In spite of the loud whine of the saws used to cut the stones and the drone of the various cutting and polishing machines, the workshop has a tranquil, almost magical aura. It smells of wood, of metal and of dust from the stones, of oil, wax and spirits. Everywhere in the brightly-lit workshop the precious stones sparkle and glitter, as if trying to outshine one another. Turquoise-coloured Paraiba tourmalines, orange-coloured mandarin garnets, imperial topaz, rubellite, kunzite, fire opals and many more besides — all appear to capture the light of the workshop and reflect it back. Over 100 different types of stone are gathered here, each with their own peculiarities and characteristics.

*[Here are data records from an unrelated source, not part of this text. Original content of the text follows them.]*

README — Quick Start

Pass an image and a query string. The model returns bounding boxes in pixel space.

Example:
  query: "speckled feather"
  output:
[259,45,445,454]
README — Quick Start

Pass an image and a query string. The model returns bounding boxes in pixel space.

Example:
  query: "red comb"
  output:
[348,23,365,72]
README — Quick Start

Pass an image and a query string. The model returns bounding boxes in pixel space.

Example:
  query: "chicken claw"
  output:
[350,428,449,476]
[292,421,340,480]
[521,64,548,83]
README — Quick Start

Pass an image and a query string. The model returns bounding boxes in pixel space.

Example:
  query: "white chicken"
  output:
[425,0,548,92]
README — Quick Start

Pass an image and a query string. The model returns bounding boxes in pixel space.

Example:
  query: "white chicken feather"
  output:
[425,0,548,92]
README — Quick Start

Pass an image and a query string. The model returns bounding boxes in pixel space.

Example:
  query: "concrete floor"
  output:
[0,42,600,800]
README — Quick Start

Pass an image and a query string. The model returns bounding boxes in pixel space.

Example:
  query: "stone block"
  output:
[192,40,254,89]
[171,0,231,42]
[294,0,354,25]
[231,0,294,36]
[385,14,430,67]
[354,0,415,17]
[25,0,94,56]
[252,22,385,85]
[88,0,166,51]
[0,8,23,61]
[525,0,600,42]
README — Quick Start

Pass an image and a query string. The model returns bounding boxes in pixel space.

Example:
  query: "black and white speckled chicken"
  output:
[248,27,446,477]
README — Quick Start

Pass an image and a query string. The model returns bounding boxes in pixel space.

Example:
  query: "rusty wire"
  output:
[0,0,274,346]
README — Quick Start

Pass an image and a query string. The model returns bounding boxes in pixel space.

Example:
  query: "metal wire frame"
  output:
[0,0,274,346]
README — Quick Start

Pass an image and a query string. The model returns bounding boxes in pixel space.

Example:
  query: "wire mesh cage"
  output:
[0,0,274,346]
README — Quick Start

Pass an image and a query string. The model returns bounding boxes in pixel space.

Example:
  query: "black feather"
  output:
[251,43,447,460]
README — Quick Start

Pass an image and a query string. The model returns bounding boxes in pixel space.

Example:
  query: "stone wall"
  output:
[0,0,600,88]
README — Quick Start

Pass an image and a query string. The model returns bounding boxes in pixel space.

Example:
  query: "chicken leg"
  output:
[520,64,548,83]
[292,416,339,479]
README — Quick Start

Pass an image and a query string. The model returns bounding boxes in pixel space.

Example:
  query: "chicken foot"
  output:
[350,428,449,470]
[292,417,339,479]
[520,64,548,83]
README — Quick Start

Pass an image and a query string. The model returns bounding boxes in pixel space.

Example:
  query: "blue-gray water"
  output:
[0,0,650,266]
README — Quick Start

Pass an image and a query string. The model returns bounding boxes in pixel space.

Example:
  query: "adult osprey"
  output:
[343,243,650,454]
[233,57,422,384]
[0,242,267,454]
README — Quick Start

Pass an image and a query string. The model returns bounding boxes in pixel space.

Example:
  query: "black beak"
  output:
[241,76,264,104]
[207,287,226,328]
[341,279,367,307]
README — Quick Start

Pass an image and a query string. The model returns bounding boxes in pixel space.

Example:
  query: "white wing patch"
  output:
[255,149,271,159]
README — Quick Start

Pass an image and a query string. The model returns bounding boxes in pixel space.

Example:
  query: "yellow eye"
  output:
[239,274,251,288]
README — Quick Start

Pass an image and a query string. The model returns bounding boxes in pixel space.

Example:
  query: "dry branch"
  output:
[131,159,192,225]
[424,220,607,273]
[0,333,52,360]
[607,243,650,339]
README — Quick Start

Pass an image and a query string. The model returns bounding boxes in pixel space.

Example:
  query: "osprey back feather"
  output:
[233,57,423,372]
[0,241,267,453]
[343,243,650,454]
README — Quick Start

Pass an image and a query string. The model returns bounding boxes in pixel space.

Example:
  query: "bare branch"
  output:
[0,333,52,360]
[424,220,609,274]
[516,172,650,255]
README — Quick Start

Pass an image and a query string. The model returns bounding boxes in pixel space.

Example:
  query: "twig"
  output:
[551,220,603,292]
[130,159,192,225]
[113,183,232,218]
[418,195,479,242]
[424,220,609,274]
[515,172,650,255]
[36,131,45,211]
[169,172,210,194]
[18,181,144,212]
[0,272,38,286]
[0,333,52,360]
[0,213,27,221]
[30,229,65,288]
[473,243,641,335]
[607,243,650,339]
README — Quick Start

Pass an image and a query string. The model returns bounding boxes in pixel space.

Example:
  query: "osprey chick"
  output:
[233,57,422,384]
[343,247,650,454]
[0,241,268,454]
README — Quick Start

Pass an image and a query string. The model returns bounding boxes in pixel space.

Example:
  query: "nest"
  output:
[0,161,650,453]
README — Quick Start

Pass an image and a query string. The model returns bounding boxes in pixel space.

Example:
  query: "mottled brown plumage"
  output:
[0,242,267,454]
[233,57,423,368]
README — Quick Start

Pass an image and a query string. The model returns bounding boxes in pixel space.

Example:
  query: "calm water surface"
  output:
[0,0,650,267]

Touring the workshop it is evident that everything here is focused on the realisation of the wishes of the customer: at the grinding wheel sits budding master craftsman Mirco Galle, cutting signet rings and the matching layer stone. “Each job order is different and each individual stone has its own particular character,” says Mirco Galle, “This is why the work is so incredibly varied and each day so exciting.”
For over 30 years now Groh + Ripp has offered all of the work stages required, from the layer stone to the finished signet ring. In a painstaking procedure individual monograms, family crests and motifs of the customer’s own design are engraved into the layer stone, lapis, onyx or more unusual stone varieties such as sapphire, tourmaline or garnet, with the stones subsequently set in rings of different materials.
With the perfect cut the stone acquires an endless depth. No two glances at it are alike.
In the workshops highly complex cutting tasks are also undertaken: the finest rubellite, aquamarine, peridots and golden beryl are cut into bangles, but also highly intricate, detailed pieces for different items of jewellery are created.
Some complex projects shaped with the aid of CNC machines are given their final, laborious finish by hand in this department.